Алексеев осип, горло болело от бесконечных речей на морозе, перед сотнями и тысячами, в шуме, гаме и реве голосов восторженных и озлобленных, протестующих и ненавидящих. Далекие от политики, в большинстве своем малограмотные и пока еще не способные разобраться в программах различных партий, но уставшие от нищеты и угнетения, люди с жадностью слушали всех ораторов подряд, переходили от одной группы митинговавших к другой, сосали цигарки, судачили и ругались меж собой, сгоняли надоевшего оратора, с надеждой впиваясь глазами в следующего: вот сейчас наконец откроется вся правда жизни во всей чистоте и станет доподлинно ясно, за что и против кого биться.
Это были не просто речи, нет! Это были схватки с противниками — эсерами, меньшевиками, кадетами и анархистами, тоже кинувшимися в бой, — на глазах у массы и за массу, без которой никакая партия победить не может. И пока далеко не везде верх был у большевиков, ибо осколки здравого смысла поблескивали в речах почти всех говоривших и мало кому удавалось коротко и ясно выразить его целиком.

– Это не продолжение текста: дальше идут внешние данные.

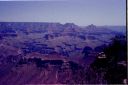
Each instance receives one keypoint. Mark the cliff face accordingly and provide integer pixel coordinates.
(38, 71)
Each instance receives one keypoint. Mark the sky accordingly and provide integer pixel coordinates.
(80, 12)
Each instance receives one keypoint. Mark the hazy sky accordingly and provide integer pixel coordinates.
(81, 12)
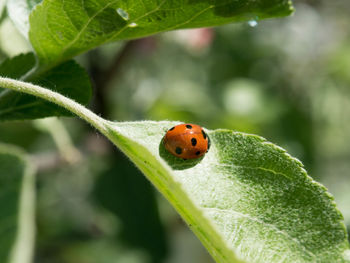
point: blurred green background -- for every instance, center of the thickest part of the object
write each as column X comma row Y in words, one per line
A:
column 284, row 79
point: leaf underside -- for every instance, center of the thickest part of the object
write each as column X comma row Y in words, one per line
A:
column 62, row 29
column 68, row 78
column 251, row 193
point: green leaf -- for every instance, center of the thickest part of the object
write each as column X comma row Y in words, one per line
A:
column 18, row 11
column 17, row 206
column 61, row 29
column 247, row 198
column 68, row 78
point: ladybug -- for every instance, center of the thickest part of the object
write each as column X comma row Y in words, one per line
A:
column 186, row 141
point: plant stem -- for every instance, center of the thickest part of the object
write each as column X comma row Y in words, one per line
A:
column 54, row 97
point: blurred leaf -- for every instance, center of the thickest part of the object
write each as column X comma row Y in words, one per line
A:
column 18, row 11
column 68, row 78
column 72, row 27
column 247, row 198
column 18, row 66
column 124, row 182
column 17, row 206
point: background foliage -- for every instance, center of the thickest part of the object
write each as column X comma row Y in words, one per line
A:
column 285, row 79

Митинги… Это они в феврале 1917 года раскачали Петроград и всю Россию. Их духовная власть и сила была поистине могущественной.
Но что такое митинг? Сотни и тысячи тех, кто слушает, и единицы тех, кто говорит. И сколько ж силы, веры и страсти нужно иметь, чтобы словом (всего лишь словом!) зацепить людей за самое больное, что болит так давно и привычно и, казалось уже, так безнадежно; чтобы пробудить надежду на исцеление и вселить волю идти к этому исцелению вопреки всем преградам — через боязнь отказа от привычного, через страх перед новым, неизвестным, через опасность быть первым и сомнение в собственных силах; через неизбежные боли и муки врачевания.
Да разве ж дело только в том, чтоб возбудить людей? А ответственность за свой призыв? Ведь неудача — это смерть для всех и для тебя. Тут страсть и вера не спасут. Надо точно знать, что зовешь на верную тропу — к солнцу, а не во тьму, в горы, вверх, а не вниз, в пропасть…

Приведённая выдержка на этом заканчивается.